Fig. 4: Analysis of integrin β5 interaction with PAK4.

a Cartoon diagram of PAK4-integrin β5 structures superposed on the kinase C-lobes. b Details of integrin β5-PAK4 interaction. Salt bridges indicated by dashed red lines. c Illustration of the pose of Glu767 in the D440N mutant structures (top, bottom) Glu767 coordinates N440, K442, and Ser331. d Surface electrostatics of PAK4 with bound integrin β5 in green. Glu767^β5 is located at the phosphoacceptor residue site. e Close up superposition of the integrin binding site.
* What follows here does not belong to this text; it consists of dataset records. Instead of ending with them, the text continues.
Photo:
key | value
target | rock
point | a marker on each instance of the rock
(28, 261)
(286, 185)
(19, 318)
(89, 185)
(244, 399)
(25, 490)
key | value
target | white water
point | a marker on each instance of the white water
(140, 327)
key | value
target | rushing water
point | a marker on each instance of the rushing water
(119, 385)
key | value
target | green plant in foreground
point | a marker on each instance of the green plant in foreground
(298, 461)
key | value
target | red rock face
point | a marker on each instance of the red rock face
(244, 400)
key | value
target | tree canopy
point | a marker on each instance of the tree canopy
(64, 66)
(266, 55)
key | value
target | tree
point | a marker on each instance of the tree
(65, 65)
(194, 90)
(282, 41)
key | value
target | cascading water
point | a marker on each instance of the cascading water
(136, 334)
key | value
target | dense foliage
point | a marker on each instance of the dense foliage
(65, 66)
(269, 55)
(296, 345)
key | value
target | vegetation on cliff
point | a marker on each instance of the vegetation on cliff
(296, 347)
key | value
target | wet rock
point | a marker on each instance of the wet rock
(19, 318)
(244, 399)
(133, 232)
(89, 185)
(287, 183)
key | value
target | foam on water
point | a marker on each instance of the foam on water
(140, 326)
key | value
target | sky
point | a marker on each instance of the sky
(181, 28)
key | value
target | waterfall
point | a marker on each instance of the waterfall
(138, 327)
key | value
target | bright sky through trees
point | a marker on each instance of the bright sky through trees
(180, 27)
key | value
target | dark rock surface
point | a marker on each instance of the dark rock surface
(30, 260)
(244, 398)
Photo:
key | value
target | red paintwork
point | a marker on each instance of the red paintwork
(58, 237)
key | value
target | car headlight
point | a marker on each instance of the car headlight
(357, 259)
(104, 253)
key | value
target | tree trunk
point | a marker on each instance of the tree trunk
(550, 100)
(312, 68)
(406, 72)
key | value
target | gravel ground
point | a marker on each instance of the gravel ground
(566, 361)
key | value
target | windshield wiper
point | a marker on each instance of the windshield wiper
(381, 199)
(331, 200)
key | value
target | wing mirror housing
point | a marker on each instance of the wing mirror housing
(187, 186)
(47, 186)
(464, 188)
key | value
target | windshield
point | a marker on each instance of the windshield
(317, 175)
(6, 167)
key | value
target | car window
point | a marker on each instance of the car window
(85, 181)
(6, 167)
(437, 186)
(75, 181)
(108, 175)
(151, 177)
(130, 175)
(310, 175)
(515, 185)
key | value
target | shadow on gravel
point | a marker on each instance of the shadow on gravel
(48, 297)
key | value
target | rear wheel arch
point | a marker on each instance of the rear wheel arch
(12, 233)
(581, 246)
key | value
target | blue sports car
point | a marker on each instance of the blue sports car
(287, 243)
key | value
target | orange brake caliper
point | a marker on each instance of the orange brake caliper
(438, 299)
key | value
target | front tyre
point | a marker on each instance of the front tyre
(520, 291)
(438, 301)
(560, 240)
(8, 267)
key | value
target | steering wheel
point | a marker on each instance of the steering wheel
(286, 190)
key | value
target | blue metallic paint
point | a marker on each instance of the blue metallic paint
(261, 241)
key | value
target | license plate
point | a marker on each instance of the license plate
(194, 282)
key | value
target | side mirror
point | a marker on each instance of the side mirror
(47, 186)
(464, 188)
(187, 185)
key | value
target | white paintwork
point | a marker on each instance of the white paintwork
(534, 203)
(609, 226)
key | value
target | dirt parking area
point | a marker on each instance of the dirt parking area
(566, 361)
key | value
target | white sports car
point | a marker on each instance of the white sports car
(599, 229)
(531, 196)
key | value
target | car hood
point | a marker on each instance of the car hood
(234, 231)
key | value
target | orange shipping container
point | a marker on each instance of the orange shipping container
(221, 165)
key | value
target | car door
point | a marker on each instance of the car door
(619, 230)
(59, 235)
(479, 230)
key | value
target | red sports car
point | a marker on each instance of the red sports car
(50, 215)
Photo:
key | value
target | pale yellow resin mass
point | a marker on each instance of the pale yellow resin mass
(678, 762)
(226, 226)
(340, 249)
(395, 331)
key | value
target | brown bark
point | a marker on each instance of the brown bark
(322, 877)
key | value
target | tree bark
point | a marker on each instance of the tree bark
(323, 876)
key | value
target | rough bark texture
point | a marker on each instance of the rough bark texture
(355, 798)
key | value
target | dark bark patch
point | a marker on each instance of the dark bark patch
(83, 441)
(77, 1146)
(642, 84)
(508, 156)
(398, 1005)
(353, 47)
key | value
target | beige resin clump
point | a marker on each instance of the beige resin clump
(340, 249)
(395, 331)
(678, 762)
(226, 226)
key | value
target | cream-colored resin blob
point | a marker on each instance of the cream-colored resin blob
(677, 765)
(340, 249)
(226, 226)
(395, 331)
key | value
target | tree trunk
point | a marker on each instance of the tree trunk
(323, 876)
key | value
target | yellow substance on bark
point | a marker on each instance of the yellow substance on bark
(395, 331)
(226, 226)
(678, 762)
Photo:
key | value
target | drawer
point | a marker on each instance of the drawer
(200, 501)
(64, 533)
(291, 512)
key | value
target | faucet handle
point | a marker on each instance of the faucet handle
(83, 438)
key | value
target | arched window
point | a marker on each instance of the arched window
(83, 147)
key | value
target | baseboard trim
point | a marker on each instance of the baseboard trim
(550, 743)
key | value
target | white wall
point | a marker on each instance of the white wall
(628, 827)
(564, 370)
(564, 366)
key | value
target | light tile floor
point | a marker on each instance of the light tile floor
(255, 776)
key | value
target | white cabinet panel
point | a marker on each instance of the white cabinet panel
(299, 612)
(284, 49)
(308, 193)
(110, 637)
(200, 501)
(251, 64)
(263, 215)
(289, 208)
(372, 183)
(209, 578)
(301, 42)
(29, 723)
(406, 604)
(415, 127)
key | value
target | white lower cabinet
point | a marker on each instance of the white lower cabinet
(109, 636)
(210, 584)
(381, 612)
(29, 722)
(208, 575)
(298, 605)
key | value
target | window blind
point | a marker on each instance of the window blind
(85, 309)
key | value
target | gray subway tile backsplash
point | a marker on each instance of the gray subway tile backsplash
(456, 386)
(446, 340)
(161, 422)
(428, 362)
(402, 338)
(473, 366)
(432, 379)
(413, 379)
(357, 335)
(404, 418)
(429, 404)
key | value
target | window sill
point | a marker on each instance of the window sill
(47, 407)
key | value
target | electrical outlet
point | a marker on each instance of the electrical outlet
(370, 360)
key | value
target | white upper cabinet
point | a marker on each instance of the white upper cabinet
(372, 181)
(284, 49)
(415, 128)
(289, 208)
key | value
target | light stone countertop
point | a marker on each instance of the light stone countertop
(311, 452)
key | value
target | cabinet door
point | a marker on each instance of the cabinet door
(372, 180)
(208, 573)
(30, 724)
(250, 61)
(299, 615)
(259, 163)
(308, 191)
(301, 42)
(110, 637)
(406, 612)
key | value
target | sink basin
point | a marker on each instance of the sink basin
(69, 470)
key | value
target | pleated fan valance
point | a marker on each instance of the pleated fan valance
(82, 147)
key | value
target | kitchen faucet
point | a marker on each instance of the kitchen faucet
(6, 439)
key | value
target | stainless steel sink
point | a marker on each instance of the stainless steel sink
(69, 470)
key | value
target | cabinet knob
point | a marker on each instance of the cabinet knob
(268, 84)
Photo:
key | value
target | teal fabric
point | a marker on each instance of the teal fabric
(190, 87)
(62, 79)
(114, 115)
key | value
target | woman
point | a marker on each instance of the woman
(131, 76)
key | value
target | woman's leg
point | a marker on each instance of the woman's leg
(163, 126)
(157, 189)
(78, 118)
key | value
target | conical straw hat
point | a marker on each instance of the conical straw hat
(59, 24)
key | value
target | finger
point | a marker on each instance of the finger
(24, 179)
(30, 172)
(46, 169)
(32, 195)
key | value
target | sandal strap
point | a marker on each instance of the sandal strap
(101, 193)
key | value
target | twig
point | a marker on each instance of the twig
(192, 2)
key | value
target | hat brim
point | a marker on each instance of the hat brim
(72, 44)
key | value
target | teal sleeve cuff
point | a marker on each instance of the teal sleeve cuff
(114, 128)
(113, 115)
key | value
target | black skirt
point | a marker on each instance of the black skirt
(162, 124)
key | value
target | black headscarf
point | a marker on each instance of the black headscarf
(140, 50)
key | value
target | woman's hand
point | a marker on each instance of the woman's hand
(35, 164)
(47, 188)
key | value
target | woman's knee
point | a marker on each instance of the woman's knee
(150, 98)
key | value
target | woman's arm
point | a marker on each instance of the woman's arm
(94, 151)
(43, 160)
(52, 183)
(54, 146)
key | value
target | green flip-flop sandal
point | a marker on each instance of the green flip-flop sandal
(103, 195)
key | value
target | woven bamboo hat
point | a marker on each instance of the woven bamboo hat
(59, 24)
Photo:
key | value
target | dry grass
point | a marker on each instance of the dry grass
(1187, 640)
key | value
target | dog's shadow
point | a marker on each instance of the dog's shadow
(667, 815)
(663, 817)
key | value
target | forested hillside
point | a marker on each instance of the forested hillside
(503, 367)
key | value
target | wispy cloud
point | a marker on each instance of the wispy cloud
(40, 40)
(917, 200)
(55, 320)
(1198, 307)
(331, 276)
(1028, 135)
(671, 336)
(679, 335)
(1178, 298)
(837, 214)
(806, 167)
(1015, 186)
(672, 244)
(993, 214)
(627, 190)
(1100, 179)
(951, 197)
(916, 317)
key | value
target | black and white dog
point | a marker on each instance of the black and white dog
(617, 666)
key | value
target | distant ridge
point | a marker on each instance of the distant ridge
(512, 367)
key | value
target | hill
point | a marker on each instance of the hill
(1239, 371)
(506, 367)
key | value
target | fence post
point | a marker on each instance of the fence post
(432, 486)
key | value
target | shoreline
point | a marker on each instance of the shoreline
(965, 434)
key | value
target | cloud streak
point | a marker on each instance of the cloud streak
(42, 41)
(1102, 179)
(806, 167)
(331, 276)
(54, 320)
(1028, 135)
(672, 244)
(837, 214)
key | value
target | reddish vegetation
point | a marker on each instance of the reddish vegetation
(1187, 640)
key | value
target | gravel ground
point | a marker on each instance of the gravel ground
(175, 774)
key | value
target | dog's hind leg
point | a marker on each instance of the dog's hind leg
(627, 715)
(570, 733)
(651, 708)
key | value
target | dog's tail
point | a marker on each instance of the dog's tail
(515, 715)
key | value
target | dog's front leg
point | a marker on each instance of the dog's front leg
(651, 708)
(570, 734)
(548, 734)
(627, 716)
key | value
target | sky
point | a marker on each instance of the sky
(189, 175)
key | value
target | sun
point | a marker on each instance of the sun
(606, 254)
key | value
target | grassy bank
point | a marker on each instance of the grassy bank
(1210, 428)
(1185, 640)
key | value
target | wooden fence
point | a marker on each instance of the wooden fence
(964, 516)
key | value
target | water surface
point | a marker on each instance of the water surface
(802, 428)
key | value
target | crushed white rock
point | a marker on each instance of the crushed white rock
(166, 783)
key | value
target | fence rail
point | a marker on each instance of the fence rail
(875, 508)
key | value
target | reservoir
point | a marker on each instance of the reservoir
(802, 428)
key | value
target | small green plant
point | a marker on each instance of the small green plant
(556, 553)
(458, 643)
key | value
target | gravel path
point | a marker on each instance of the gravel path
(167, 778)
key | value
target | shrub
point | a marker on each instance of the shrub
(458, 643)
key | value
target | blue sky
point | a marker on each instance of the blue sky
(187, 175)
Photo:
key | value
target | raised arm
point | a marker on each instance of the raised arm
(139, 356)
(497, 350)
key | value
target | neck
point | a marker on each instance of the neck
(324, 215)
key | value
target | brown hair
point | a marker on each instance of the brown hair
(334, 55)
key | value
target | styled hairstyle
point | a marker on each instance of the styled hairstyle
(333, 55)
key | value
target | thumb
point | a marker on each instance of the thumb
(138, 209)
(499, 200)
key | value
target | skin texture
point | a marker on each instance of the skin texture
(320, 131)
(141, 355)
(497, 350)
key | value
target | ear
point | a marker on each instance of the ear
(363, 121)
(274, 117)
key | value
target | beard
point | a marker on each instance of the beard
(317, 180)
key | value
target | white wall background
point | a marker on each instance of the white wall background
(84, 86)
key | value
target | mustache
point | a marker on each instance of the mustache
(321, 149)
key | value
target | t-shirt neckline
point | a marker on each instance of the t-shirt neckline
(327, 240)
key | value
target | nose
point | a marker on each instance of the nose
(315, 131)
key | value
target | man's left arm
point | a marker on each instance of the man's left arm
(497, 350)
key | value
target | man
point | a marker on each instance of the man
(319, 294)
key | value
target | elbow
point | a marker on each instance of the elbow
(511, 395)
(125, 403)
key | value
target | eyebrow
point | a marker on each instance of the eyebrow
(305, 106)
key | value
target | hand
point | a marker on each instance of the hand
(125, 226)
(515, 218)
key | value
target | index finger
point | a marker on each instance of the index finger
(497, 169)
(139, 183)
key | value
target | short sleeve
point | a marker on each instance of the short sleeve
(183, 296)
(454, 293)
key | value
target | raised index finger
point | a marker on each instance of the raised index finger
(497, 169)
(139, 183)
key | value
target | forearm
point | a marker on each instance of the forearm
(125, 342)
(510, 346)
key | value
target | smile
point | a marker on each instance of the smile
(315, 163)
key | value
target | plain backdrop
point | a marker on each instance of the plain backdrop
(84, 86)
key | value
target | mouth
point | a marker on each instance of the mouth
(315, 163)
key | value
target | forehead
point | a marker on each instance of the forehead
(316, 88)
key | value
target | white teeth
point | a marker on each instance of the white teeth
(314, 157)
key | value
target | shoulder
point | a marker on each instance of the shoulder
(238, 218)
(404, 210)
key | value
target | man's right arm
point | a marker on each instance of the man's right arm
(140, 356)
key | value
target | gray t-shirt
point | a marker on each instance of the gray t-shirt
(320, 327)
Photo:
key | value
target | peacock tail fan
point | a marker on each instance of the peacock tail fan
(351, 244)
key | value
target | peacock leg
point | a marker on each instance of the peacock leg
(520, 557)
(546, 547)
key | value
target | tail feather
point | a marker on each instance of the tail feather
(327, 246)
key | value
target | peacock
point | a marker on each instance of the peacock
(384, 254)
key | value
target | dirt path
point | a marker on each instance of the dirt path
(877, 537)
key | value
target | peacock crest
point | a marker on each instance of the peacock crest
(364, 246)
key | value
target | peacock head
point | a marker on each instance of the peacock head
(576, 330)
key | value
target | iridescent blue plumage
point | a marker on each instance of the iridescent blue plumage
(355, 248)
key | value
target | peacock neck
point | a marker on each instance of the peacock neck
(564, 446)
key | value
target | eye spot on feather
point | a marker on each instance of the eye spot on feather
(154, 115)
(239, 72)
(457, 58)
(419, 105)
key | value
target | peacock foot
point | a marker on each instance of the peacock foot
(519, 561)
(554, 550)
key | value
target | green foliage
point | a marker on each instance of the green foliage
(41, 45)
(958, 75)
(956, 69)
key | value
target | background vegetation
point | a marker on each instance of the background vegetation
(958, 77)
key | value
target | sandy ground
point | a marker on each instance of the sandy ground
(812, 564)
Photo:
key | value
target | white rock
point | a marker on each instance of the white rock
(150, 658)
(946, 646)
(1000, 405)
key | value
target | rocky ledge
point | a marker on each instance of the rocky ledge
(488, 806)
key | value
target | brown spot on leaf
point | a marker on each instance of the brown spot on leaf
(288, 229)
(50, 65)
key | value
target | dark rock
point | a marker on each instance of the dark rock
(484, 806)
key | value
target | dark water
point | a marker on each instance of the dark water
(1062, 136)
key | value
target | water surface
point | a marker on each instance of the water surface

Residues mutated in panels f–h are indicated. f Pull down of overexpressed GFP-tagged PAK4 catalytic domain with recombinant purified wild-type and mutated integrin β5 tails immobilized on nickel beads. Bound protein was detected by immunoblotting with anti-GFP antibodies. 3% of input lysate is shown in input lane. Tail loading was assessed by Coomassie staining. A representative experiment is shown in the upper panel with the quantification of three independent replicates (normalized to the wild-type β5 tail) shown below. Mean ± s.d. Pull-down of wild-type and mutated PAK4 catalytic domain (g) and full-length PAK4 (h) with wild-type integrin β5 was assessed as in (f). Representative experiments are shown in upper panels and the quantification of multiple independent replicates normalized to the wild-type PAK construct are shown below. Mean ± s.d. (n ≥ 4). Significant difference from wild-type control calculated in one-way ANOVA with Dunnett’s multiple comparison test. Source data are provided as a Source Data file.